1. The reasoning for the court’s explanation of this case is as follows, except for adding the following judgments to the plaintiff’s assertion in the court of first instance, and therefore, it is consistent with the reasoning of the court of first instance under Article 420 of the Civil Procedure Act.

2. Judgment on the plaintiff's assertion in the trial room

A. The Plaintiff’s assertion that, even though it is not acknowledged that the Plaintiff had entered into a continuous supply contract with the Plaintiff processing the rhetoric freezing store to the Defendant, the Plaintiff processed and imported the minimum quantity of containers as required by the Defendant, which is a minimum import unit, for freezing the minimum quantity of containers. As above, the amount imported as a minimum import unit should be deemed to have been supplied by the Defendant.

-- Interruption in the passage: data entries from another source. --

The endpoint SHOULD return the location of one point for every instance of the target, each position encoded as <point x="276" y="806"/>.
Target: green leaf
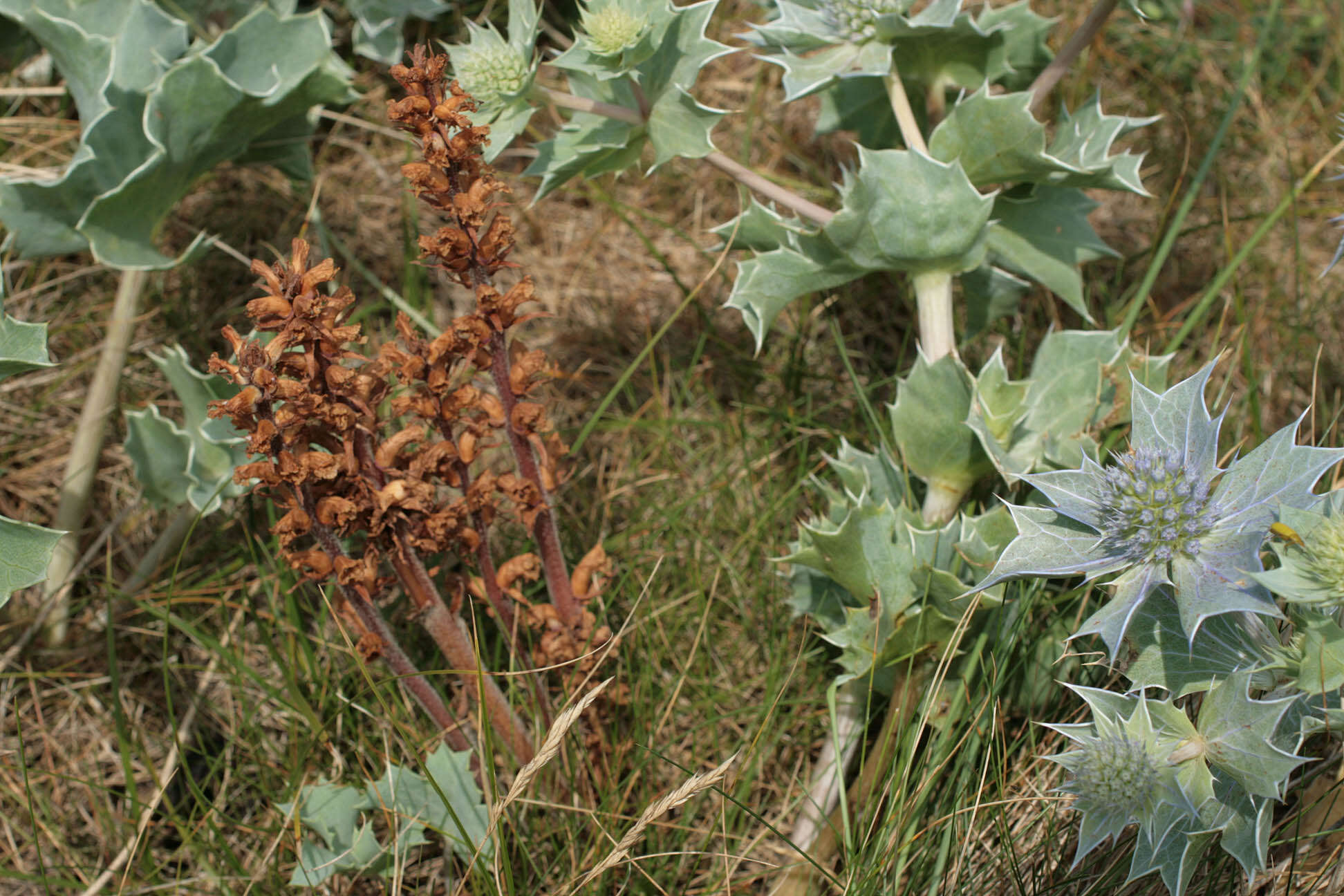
<point x="929" y="424"/>
<point x="1238" y="734"/>
<point x="1316" y="652"/>
<point x="989" y="295"/>
<point x="158" y="116"/>
<point x="24" y="347"/>
<point x="1046" y="236"/>
<point x="380" y="24"/>
<point x="1166" y="657"/>
<point x="26" y="551"/>
<point x="679" y="125"/>
<point x="906" y="212"/>
<point x="1083" y="141"/>
<point x="767" y="283"/>
<point x="24" y="548"/>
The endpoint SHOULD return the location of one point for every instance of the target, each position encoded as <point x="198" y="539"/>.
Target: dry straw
<point x="694" y="785"/>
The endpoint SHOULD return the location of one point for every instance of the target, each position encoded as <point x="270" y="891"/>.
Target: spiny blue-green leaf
<point x="24" y="347"/>
<point x="1079" y="384"/>
<point x="1083" y="141"/>
<point x="1046" y="236"/>
<point x="1238" y="734"/>
<point x="192" y="463"/>
<point x="929" y="424"/>
<point x="864" y="106"/>
<point x="906" y="212"/>
<point x="861" y="554"/>
<point x="159" y="118"/>
<point x="767" y="283"/>
<point x="679" y="127"/>
<point x="804" y="75"/>
<point x="761" y="229"/>
<point x="1167" y="659"/>
<point x="989" y="295"/>
<point x="1311" y="557"/>
<point x="1316" y="652"/>
<point x="942" y="46"/>
<point x="26" y="551"/>
<point x="998" y="140"/>
<point x="24" y="548"/>
<point x="380" y="24"/>
<point x="460" y="813"/>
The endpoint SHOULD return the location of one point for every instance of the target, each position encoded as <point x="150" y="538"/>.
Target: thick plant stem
<point x="824" y="793"/>
<point x="82" y="463"/>
<point x="933" y="297"/>
<point x="905" y="700"/>
<point x="905" y="116"/>
<point x="371" y="621"/>
<point x="545" y="531"/>
<point x="454" y="640"/>
<point x="1052" y="74"/>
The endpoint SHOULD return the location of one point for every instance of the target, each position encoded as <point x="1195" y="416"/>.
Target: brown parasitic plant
<point x="382" y="461"/>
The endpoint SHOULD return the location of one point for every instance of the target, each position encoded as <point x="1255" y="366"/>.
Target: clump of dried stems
<point x="384" y="461"/>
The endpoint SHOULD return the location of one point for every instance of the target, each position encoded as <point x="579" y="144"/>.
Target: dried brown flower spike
<point x="381" y="461"/>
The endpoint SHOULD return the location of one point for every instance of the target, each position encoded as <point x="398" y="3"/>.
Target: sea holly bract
<point x="1166" y="516"/>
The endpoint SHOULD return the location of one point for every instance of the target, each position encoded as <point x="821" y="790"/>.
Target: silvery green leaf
<point x="679" y="127"/>
<point x="24" y="347"/>
<point x="989" y="295"/>
<point x="862" y="555"/>
<point x="156" y="116"/>
<point x="1166" y="657"/>
<point x="761" y="229"/>
<point x="1025" y="44"/>
<point x="380" y="24"/>
<point x="906" y="212"/>
<point x="928" y="422"/>
<point x="1240" y="732"/>
<point x="767" y="283"/>
<point x="24" y="548"/>
<point x="1046" y="236"/>
<point x="1316" y="653"/>
<point x="1083" y="140"/>
<point x="944" y="46"/>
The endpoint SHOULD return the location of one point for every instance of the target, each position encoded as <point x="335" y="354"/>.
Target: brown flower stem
<point x="1052" y="74"/>
<point x="489" y="575"/>
<point x="545" y="531"/>
<point x="734" y="169"/>
<point x="390" y="651"/>
<point x="451" y="635"/>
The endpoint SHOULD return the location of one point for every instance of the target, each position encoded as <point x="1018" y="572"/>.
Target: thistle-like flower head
<point x="1166" y="515"/>
<point x="491" y="69"/>
<point x="612" y="27"/>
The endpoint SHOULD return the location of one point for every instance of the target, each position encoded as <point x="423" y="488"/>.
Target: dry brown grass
<point x="608" y="295"/>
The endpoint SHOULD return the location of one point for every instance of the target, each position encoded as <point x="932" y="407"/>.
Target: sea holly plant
<point x="448" y="801"/>
<point x="1193" y="612"/>
<point x="979" y="191"/>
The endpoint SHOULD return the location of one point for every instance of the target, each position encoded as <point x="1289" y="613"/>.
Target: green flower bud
<point x="612" y="28"/>
<point x="855" y="19"/>
<point x="492" y="71"/>
<point x="1113" y="774"/>
<point x="1325" y="554"/>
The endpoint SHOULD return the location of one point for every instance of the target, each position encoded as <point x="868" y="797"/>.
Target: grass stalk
<point x="82" y="464"/>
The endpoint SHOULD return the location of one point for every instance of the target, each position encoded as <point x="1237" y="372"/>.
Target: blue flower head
<point x="1166" y="515"/>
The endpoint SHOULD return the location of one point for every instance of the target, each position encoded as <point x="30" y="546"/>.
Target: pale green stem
<point x="82" y="463"/>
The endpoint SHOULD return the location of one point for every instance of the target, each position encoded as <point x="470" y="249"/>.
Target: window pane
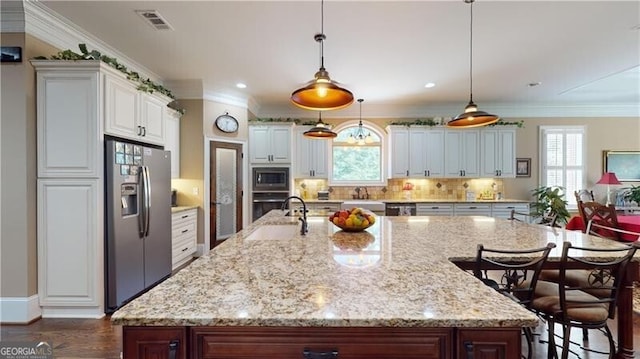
<point x="356" y="163"/>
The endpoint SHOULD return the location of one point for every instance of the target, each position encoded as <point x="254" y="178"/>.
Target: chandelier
<point x="360" y="137"/>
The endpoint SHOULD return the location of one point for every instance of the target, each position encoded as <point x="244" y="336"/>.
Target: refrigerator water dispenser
<point x="129" y="192"/>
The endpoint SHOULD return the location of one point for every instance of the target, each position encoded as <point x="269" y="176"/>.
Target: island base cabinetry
<point x="320" y="342"/>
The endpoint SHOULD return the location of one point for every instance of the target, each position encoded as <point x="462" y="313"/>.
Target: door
<point x="225" y="190"/>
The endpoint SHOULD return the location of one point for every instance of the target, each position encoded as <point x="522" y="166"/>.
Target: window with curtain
<point x="563" y="159"/>
<point x="357" y="162"/>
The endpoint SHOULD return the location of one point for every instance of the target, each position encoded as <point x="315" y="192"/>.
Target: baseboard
<point x="72" y="312"/>
<point x="19" y="310"/>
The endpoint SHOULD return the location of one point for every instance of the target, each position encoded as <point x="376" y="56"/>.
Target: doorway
<point x="225" y="209"/>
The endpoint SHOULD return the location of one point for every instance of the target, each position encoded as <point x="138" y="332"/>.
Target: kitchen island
<point x="390" y="292"/>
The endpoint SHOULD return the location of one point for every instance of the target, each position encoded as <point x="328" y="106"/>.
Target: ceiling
<point x="584" y="54"/>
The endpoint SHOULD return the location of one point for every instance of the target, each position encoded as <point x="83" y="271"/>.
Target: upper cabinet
<point x="311" y="156"/>
<point x="270" y="144"/>
<point x="172" y="143"/>
<point x="416" y="152"/>
<point x="133" y="114"/>
<point x="462" y="153"/>
<point x="498" y="152"/>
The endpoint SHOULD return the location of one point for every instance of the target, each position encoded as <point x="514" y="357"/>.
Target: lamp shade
<point x="608" y="178"/>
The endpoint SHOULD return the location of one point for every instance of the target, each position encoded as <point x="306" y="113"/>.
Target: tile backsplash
<point x="441" y="189"/>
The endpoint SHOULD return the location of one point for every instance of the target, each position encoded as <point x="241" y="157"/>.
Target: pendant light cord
<point x="470" y="51"/>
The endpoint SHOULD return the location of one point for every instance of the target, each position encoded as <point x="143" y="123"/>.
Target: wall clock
<point x="227" y="123"/>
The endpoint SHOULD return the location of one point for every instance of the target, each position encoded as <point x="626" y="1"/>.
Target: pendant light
<point x="360" y="138"/>
<point x="471" y="117"/>
<point x="321" y="130"/>
<point x="322" y="93"/>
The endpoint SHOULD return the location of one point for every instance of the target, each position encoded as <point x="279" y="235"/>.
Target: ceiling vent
<point x="153" y="18"/>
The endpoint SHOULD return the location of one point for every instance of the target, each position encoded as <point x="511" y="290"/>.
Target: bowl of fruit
<point x="354" y="220"/>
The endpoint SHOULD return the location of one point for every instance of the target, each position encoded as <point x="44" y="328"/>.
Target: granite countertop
<point x="182" y="208"/>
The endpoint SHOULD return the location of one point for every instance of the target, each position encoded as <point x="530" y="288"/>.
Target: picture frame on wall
<point x="523" y="167"/>
<point x="10" y="54"/>
<point x="625" y="164"/>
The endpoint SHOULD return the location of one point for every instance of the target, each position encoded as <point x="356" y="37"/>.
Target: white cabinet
<point x="498" y="152"/>
<point x="426" y="152"/>
<point x="270" y="144"/>
<point x="184" y="235"/>
<point x="417" y="152"/>
<point x="172" y="143"/>
<point x="434" y="209"/>
<point x="70" y="247"/>
<point x="399" y="152"/>
<point x="68" y="124"/>
<point x="472" y="209"/>
<point x="462" y="153"/>
<point x="311" y="156"/>
<point x="132" y="114"/>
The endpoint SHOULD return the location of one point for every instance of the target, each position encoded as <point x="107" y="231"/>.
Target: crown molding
<point x="56" y="30"/>
<point x="11" y="16"/>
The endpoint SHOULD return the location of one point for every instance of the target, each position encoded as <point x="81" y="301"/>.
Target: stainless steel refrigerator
<point x="138" y="219"/>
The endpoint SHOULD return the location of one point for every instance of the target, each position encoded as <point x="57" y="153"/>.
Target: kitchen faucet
<point x="304" y="228"/>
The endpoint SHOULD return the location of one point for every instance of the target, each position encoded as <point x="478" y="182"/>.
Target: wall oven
<point x="270" y="187"/>
<point x="271" y="179"/>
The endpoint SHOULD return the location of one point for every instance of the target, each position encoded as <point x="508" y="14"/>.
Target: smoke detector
<point x="153" y="18"/>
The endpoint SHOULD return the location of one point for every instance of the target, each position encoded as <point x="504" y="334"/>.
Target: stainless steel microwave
<point x="271" y="178"/>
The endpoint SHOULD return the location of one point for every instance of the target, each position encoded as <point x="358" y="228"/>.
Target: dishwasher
<point x="400" y="209"/>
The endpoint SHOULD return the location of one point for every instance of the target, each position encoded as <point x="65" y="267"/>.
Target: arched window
<point x="355" y="159"/>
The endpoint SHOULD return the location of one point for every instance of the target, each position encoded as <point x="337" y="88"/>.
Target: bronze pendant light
<point x="471" y="117"/>
<point x="320" y="131"/>
<point x="322" y="93"/>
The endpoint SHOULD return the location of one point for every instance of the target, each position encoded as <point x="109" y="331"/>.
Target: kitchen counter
<point x="403" y="279"/>
<point x="182" y="208"/>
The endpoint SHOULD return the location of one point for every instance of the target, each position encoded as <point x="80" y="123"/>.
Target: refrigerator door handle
<point x="141" y="203"/>
<point x="147" y="200"/>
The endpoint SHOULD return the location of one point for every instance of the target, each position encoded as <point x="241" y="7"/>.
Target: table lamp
<point x="608" y="178"/>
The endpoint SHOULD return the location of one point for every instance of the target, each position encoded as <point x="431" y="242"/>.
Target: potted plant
<point x="550" y="201"/>
<point x="633" y="194"/>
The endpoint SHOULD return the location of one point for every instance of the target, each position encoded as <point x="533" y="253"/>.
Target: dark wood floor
<point x="87" y="338"/>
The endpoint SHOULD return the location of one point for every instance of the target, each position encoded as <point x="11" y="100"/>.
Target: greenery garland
<point x="431" y="122"/>
<point x="146" y="85"/>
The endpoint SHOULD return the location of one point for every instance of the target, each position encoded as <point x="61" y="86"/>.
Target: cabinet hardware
<point x="173" y="349"/>
<point x="308" y="354"/>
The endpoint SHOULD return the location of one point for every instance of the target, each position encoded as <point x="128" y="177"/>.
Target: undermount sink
<point x="274" y="232"/>
<point x="374" y="206"/>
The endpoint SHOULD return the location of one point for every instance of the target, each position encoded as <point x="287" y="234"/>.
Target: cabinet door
<point x="70" y="234"/>
<point x="259" y="144"/>
<point x="152" y="119"/>
<point x="281" y="145"/>
<point x="68" y="131"/>
<point x="154" y="342"/>
<point x="121" y="108"/>
<point x="434" y="148"/>
<point x="417" y="153"/>
<point x="172" y="143"/>
<point x="399" y="153"/>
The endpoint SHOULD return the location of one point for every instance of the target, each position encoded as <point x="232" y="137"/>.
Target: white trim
<point x="58" y="31"/>
<point x="19" y="310"/>
<point x="72" y="312"/>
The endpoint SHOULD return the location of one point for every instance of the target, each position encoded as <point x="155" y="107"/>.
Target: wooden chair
<point x="602" y="215"/>
<point x="550" y="221"/>
<point x="571" y="305"/>
<point x="517" y="280"/>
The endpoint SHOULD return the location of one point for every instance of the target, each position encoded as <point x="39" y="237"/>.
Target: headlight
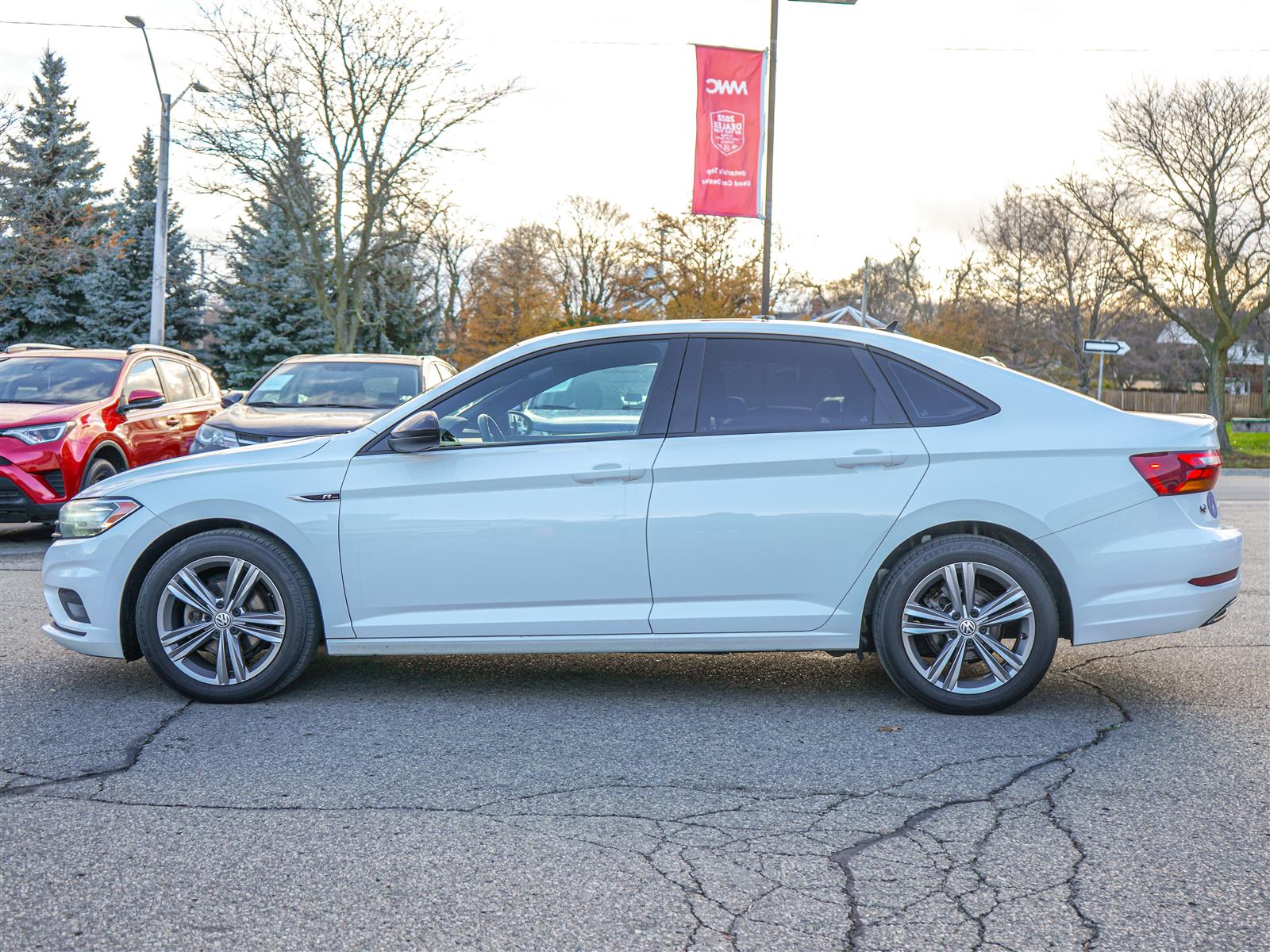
<point x="44" y="433"/>
<point x="82" y="518"/>
<point x="215" y="437"/>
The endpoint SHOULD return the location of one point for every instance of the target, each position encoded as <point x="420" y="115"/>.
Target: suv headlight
<point x="215" y="437"/>
<point x="82" y="518"/>
<point x="44" y="433"/>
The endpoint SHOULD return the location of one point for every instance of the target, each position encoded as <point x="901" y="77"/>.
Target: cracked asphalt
<point x="628" y="803"/>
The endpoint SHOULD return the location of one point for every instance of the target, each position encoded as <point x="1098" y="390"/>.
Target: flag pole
<point x="768" y="175"/>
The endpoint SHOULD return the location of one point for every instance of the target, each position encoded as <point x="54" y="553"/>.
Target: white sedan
<point x="668" y="486"/>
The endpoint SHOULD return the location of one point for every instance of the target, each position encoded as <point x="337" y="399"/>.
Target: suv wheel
<point x="228" y="616"/>
<point x="97" y="471"/>
<point x="965" y="625"/>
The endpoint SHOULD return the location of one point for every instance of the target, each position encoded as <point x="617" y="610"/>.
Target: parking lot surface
<point x="641" y="801"/>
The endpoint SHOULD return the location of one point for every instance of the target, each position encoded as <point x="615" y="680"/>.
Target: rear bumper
<point x="1128" y="573"/>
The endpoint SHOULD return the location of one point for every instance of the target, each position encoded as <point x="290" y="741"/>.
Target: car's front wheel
<point x="228" y="616"/>
<point x="965" y="625"/>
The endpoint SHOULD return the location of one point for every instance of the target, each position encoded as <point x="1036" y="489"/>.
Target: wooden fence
<point x="1160" y="403"/>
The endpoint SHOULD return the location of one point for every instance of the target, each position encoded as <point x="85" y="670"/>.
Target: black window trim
<point x="685" y="416"/>
<point x="673" y="357"/>
<point x="154" y="366"/>
<point x="988" y="408"/>
<point x="190" y="370"/>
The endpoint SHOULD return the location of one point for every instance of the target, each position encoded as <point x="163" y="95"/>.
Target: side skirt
<point x="581" y="644"/>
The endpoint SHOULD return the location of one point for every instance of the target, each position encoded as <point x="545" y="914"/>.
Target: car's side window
<point x="581" y="393"/>
<point x="929" y="400"/>
<point x="143" y="376"/>
<point x="755" y="385"/>
<point x="177" y="380"/>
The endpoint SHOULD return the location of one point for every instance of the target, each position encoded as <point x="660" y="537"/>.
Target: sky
<point x="895" y="118"/>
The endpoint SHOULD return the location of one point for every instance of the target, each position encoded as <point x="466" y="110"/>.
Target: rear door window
<point x="929" y="397"/>
<point x="179" y="384"/>
<point x="752" y="385"/>
<point x="143" y="376"/>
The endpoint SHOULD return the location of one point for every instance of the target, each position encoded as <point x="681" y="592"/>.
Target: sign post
<point x="733" y="133"/>
<point x="1103" y="348"/>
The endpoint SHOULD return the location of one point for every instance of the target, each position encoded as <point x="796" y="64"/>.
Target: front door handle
<point x="869" y="457"/>
<point x="609" y="471"/>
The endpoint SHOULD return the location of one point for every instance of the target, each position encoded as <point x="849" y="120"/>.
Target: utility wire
<point x="664" y="44"/>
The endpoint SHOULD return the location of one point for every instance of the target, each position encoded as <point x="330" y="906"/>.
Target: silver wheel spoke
<point x="273" y="638"/>
<point x="222" y="673"/>
<point x="941" y="660"/>
<point x="244" y="588"/>
<point x="178" y="589"/>
<point x="235" y="653"/>
<point x="184" y="632"/>
<point x="930" y="615"/>
<point x="954" y="676"/>
<point x="954" y="589"/>
<point x="192" y="645"/>
<point x="968" y="583"/>
<point x="960" y="651"/>
<point x="194" y="584"/>
<point x="1001" y="603"/>
<point x="205" y="628"/>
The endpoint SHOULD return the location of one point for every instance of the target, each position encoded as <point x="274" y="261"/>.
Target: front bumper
<point x="1128" y="574"/>
<point x="95" y="569"/>
<point x="25" y="494"/>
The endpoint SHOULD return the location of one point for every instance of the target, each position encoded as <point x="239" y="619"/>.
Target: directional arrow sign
<point x="1106" y="347"/>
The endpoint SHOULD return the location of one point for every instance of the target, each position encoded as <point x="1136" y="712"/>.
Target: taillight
<point x="1174" y="474"/>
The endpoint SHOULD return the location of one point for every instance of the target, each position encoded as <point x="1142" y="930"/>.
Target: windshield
<point x="56" y="380"/>
<point x="361" y="385"/>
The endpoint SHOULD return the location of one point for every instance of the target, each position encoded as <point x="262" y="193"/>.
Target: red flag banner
<point x="729" y="131"/>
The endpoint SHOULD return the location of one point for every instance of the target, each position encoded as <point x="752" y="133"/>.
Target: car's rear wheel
<point x="965" y="625"/>
<point x="97" y="471"/>
<point x="228" y="616"/>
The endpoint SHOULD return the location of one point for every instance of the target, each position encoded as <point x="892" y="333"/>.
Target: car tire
<point x="228" y="616"/>
<point x="97" y="471"/>
<point x="929" y="635"/>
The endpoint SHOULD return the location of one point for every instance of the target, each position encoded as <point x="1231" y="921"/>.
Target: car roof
<point x="102" y="352"/>
<point x="357" y="359"/>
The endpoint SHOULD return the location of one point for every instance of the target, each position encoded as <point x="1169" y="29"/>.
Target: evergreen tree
<point x="51" y="216"/>
<point x="268" y="306"/>
<point x="118" y="287"/>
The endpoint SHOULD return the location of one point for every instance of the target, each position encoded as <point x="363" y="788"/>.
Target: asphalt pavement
<point x="762" y="801"/>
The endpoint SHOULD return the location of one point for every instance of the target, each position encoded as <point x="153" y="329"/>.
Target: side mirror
<point x="416" y="435"/>
<point x="141" y="400"/>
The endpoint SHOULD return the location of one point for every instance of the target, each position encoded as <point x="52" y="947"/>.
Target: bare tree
<point x="691" y="266"/>
<point x="1187" y="203"/>
<point x="368" y="92"/>
<point x="592" y="251"/>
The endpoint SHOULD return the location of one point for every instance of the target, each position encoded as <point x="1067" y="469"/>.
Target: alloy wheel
<point x="221" y="620"/>
<point x="968" y="628"/>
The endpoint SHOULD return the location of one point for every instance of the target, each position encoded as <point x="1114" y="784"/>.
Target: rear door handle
<point x="609" y="471"/>
<point x="869" y="457"/>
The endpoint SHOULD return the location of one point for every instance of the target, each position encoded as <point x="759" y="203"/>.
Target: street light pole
<point x="772" y="150"/>
<point x="159" y="266"/>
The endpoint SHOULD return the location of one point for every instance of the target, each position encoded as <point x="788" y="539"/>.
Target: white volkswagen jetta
<point x="671" y="486"/>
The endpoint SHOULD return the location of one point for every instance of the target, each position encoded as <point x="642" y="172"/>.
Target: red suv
<point x="70" y="418"/>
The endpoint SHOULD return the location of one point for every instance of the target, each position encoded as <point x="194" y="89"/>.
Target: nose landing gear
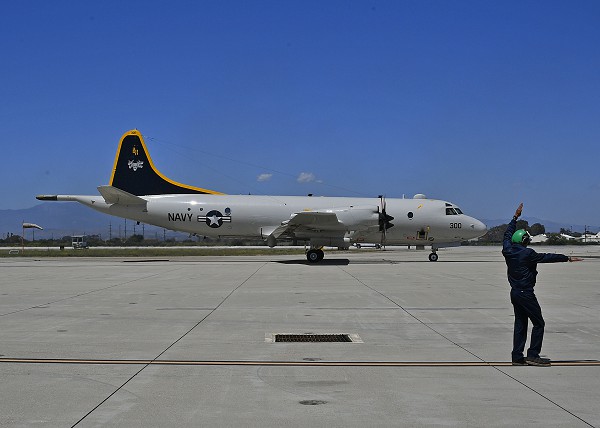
<point x="315" y="255"/>
<point x="433" y="256"/>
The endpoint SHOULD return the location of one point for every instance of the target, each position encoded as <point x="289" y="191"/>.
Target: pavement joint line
<point x="566" y="363"/>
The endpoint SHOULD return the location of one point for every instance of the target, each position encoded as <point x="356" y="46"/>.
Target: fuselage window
<point x="453" y="211"/>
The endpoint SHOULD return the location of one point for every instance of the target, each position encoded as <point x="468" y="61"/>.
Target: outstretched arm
<point x="512" y="226"/>
<point x="518" y="211"/>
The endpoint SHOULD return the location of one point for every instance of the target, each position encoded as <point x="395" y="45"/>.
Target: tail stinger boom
<point x="135" y="173"/>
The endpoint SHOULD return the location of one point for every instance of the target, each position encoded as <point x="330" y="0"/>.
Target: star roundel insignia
<point x="214" y="219"/>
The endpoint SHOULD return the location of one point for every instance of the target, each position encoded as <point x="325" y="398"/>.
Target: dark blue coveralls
<point x="522" y="263"/>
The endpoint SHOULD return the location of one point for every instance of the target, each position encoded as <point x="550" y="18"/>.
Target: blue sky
<point x="482" y="103"/>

However, from December 2, 2014 to January 21, 2015, the Defendant was supplied with only 400 boxes, and subsequently unilaterally suspended the order of the product. Since the Plaintiff suffered a loss equivalent to the market price of the freezing store kept in custody due to the Defendant’s nonperformance of obligations, the Plaintiff sought payment of KRW 210 million as part of the above damages to the Defendant.

B. As seen earlier, the Defendant: (a) purchased 400 freezings processed on three occasions from December 2, 2014 to January 31, 2015 from the Plaintiff and paid the Plaintiff the sum of KRW 52 million as the price for the goods; (b) however, it is difficult to deem that the fact of the recognition alone did not constitute an agreement between the Plaintiff and the Defendant to be provided with the same amount as the amount imported as a minimum import unit; and (c) it is insufficient to acknowledge only by the respective entries in the evidence No. 1-9 and No. 3, and there is no other evidence to prove otherwise.

Therefore, the plaintiff's assertion based on this premise is without merit without further review.

3. In conclusion, the judgment of the first instance is legitimate, and the plaintiff's appeal is dismissed as it is without merit. It is so decided as per Disposition.